そして動物園を出る頃には空が橙色に染まっていて、いい時間だからと夕食を取った。またもや静かめのレストランでのんびりと。
そして二人で帰路を辿っている今に至る。
いつの間にか空には星が瞬いていた。
ゆっくり、ゆっくり、夏が近づいていて、夜でも寒くない。たまに吹く風が心地いい。夜の澄んだ空気も気持ちいい。
そっと隣の颯太に視線を移す。穏やかな表情をしている。そこから瞳は颯太の手に向いた。
「手、繋ぎたいな……」
「いいよ」
小さく呟くとすぐさま返事が返ってきて、きゅっと握られる。
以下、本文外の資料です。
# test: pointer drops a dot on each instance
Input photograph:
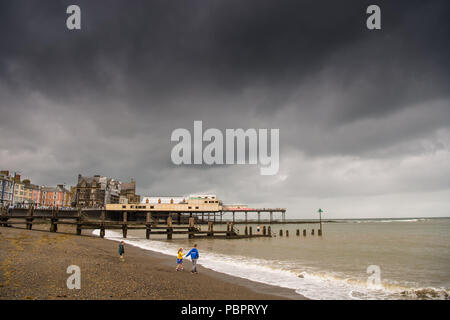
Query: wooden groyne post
(210, 229)
(54, 220)
(169, 228)
(191, 228)
(30, 217)
(79, 221)
(148, 228)
(102, 224)
(125, 224)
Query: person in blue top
(194, 257)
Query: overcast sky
(364, 116)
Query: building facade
(96, 191)
(53, 196)
(6, 188)
(128, 193)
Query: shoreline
(33, 266)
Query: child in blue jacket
(194, 256)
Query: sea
(366, 259)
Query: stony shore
(33, 265)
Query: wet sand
(33, 265)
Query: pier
(139, 217)
(154, 223)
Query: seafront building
(6, 188)
(53, 196)
(128, 193)
(97, 191)
(191, 203)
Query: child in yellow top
(180, 260)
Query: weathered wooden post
(30, 217)
(320, 217)
(53, 220)
(148, 227)
(79, 221)
(210, 229)
(102, 224)
(125, 224)
(169, 228)
(191, 228)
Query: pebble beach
(33, 265)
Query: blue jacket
(193, 253)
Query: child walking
(180, 260)
(121, 250)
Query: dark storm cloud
(106, 99)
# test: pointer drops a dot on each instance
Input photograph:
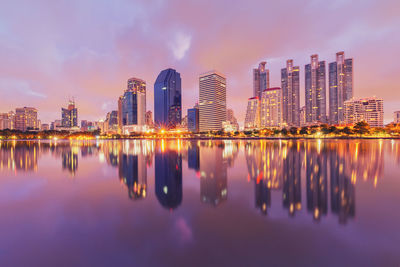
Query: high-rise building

自然と恋人繋ぎになった。
「明日は槍が降るかも」
「どうして?」
「だって今日は亜樹がやけにデレるから」
「何それ」
思わず笑ってしまう。
確かに今日はいつもより自分の気持ちを言った気がする。特に理由はないけれど。
強いて言うならデートだからだろうか。いつもより楽しくて嬉しくて、颯太の気持ちに応えたいと思ったのかも。
顔を上げると星に並ぶ満月が見えた。
「でも今は。今は、夜だからだよ」
「ならずっと夜がいいな」
「あはは」
夜は僕らにとって特別な時間。
少なくとも僕にとっては少し温かくてちょっぴり神聖で大切な時。
こんな素敵な時間帯くらい素直に言葉を言ってもいい気がした。
満月が淑やかに光を注いで、星が空を飾る。
「ねぇ、颯太」
「なに?」
「夜中じゃないけど、夜だよ」
「そうだね」
今がずっと続けばいいのに。
なんて初めての思いを抱いた日だった。